Described as the next Game of Thrones with a magic system similar to Avatar the Last Airbender, Netflix’s Shadow & Bone is the beginning of an epic fantasy with multiple intricately woven plotlines and character arcs. The opening premise presents Alina Starkov, an ordinary mapmaker who serves alongside her best friend Mal in a war-torn Ravka, a country divided in two by the mysterious Shadow Fold. When Alina discovers something extraordinary within herself, the fabled ability to summon sunlight, she’s brought to the Little Palace by General Kirigan, leader of the Second Army of magic-users called the Grisha. There, Alina must master her powers as the Sun Summoner and become the powerful Grisha who has long since been foretold to be the only one to banish the Fold. And while Shadow & Bone’s main plot is based on Leigh Bardugo’s YA trilogy of the same name, the Netflix series also weaves in characters and settings from the Six of Crows duology.

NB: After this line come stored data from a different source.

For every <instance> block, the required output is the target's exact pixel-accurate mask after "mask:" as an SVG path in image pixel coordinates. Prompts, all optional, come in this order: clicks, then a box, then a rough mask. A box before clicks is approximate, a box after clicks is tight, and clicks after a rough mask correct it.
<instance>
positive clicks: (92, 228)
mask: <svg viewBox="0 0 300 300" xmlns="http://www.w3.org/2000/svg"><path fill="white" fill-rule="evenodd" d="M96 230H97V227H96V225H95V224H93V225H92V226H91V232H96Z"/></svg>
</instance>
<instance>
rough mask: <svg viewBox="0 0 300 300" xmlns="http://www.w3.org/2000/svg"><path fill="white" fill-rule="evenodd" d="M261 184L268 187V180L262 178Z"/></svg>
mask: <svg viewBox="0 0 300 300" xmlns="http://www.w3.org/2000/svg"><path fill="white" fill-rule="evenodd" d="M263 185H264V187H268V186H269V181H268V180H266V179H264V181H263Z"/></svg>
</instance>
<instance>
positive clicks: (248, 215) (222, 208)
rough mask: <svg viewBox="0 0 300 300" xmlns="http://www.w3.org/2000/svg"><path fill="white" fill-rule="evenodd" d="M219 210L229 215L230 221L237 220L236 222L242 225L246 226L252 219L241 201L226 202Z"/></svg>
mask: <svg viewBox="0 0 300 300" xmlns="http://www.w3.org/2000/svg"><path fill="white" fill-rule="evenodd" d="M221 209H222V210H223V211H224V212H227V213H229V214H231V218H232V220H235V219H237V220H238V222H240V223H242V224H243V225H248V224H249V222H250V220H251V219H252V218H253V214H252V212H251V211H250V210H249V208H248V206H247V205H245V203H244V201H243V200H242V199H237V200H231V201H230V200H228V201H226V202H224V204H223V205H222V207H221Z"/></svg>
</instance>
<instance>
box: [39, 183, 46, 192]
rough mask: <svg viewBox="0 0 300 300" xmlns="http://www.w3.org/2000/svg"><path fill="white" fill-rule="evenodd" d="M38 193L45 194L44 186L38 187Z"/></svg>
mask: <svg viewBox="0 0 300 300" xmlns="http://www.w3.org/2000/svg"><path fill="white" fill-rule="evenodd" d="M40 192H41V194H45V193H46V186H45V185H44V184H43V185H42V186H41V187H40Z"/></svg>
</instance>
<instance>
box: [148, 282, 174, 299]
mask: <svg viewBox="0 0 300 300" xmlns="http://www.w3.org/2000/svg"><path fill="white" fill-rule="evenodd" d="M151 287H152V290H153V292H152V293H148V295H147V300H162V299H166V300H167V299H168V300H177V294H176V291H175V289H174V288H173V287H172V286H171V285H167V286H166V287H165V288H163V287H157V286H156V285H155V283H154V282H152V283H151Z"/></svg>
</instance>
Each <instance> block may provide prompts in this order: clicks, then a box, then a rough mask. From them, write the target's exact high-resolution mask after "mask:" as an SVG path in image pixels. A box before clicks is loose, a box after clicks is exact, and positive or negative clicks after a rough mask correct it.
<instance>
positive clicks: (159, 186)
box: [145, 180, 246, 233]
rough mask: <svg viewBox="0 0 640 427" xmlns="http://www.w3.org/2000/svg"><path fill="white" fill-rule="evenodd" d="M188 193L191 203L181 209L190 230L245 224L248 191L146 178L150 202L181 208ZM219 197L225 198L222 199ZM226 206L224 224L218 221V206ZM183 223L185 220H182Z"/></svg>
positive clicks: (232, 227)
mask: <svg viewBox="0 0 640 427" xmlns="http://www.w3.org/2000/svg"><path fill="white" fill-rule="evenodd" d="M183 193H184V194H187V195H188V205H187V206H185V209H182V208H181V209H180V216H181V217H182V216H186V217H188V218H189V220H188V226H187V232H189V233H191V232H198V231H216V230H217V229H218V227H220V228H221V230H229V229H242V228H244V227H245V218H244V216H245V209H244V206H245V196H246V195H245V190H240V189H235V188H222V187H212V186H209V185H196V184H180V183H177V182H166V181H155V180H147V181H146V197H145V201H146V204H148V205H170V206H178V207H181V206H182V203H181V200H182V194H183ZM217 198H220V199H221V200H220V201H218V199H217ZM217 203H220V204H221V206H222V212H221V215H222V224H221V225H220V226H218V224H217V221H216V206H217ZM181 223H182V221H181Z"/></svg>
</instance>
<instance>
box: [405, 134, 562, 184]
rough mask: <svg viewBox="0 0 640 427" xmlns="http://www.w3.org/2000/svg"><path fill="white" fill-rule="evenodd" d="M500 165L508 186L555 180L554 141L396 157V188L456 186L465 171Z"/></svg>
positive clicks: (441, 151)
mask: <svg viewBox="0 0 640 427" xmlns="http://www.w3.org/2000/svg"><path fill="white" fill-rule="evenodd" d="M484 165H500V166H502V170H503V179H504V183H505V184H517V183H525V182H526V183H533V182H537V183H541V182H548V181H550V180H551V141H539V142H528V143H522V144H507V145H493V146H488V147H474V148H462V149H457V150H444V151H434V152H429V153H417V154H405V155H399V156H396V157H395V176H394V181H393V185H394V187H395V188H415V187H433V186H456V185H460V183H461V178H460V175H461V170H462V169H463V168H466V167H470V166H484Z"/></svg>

On the surface, Shadow & Bone might seem like another case of the age old Chosen One trope, but the series executes the complicated narrative in an incredibly compelling way. Alina might be the Chosen One, but the best moments don’t revolve around her destiny to banish the Fold. Shadow & Bone’s strengths lie in the complicated and flawed characters, from Alina Starkov to even the one-or-two-episode side characters, and the relationships between them. One of my favourite aspects of Shadow & Bone is how it emphasizes the closeness of Alina and Mal’s friendship, something that is not as present in the books. From the moment that the two childhood friends are shown on screen, it’s clear how much they mean to each other and their banter is also incredibly enjoyable. In addition, the book trilogy only has Alina’s singular first-person point of view, but the Netflix series aims to show both Alina and Mal’s journeys once they’re separated, and seeing Mal’s side of things definitely adds layers him as a character and to their friendship.

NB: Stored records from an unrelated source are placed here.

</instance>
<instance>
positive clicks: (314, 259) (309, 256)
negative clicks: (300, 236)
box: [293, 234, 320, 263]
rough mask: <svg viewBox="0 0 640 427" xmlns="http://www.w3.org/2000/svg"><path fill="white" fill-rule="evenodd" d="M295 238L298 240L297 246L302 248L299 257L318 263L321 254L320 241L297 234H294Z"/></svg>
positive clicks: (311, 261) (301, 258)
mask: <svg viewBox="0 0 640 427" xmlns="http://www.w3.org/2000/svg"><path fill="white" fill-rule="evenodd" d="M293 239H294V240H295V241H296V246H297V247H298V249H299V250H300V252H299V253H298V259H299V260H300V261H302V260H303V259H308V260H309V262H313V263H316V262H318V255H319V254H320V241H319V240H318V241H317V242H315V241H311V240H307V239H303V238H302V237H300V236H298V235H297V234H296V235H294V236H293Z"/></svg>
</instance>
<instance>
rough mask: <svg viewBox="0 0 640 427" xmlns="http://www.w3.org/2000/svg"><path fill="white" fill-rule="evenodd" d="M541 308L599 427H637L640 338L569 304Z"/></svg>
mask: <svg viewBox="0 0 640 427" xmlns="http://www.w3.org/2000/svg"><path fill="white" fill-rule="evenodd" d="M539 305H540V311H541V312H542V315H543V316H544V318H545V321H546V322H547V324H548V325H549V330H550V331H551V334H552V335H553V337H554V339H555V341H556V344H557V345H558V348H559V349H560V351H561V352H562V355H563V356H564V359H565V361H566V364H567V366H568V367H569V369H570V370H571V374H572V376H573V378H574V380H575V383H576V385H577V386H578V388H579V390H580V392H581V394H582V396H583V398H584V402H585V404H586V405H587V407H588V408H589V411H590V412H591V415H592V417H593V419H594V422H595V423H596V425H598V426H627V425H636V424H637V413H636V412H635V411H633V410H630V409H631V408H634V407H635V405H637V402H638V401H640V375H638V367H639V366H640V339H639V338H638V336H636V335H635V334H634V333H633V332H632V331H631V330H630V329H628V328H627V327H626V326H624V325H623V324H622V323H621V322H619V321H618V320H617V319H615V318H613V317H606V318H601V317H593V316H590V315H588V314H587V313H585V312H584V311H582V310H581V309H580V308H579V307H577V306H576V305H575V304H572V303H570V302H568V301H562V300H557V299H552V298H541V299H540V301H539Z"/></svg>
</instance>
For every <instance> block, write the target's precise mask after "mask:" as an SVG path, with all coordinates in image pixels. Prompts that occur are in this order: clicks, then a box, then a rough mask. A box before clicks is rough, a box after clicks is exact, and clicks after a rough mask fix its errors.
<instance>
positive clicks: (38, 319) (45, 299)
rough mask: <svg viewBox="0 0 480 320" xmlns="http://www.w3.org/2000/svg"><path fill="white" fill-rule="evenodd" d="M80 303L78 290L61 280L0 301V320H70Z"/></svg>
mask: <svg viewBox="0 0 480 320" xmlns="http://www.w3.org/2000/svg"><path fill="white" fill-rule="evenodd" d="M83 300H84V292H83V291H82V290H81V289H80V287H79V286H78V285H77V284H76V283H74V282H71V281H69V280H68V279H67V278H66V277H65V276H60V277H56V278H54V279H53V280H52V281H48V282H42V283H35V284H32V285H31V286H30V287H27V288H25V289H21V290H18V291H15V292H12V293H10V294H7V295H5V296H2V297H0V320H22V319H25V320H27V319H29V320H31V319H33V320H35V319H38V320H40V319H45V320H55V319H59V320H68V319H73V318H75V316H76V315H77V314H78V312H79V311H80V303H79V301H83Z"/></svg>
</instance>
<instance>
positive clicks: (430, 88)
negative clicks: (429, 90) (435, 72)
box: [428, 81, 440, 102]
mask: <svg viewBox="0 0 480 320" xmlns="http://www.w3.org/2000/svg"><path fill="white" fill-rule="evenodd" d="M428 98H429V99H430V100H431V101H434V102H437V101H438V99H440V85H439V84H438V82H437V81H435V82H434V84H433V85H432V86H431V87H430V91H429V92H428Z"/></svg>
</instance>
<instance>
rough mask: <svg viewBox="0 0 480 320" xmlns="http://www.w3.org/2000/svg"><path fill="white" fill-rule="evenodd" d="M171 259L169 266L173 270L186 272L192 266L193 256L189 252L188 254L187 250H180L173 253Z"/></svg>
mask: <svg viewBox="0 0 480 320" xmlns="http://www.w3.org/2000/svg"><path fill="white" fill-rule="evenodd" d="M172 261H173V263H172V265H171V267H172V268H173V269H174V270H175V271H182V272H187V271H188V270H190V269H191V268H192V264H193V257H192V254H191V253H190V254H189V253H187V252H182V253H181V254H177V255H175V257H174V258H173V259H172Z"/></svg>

Shadow & Bone has a very large and lovable cast of characters, expanded by the introduction of three of the main characters of Six of Crows: Kaz, Inej, and Jesper. The Crows make a really interesting addition to Shadow & Bone, adding a whole new set of stakes and conflict. Originally, I wasn’t sure how the Crows’ storyline was going to fit in with Alina and Mal’s, but I thought their interactions were true to character from the books and well handled. And it definitely helps that Jesper has the best dialogue in the entire series. The setting of Ketterdam and familiar places from Six of Crows, like the Crow Club, also helped to expand the world and provide an interesting contrast to the Ravkan cities and the Little Palace.
Arguably one of the best things about translating the stories of Six of Crows and Shadow & Bone from prose into live action is how the editing and cgi of really brings the worldbuilding to life. In particular, the magical aspects of the world like the mythical creatures or the Shadow Fold, which is described as a swath of darkness, and it’s perfectly depicted on screen with the smoky dark effects that make it seem large and endless. I really enjoyed seeing the architecture and interior design of the Little Palace, the contrast between clothing throughout the world including the detailed wardrobing of the Grisha keftas, and the beautiful landscapes. The displays of Grisha magic, especially Alina’s, are breathtakingly spectacular and there’s a uniqueness to the magic of each type of Grisha order–Materialki, Corporalki, Etherealki–instead of just plain coloured energy blasts. Shadow & Bone also does something which I rarely ever see in high fantasy by including the effect of industrialization–machine guns, trains, Materialki-made mechanics–on a world and how magic plays a role in the development of technology.
Shadow & Bone’s eight-episode first season is streaming on Netflix beginning April 23, and the second season is already being teased by the show-runners. I’m really excited to see what is next in store for the characters of Shadow & Bone and the rest of the Grishaverse. I would highly recommend giving Shadow & Bone a try, as well as the first book of original book trilogy and Six of Crows for more insight into the universe.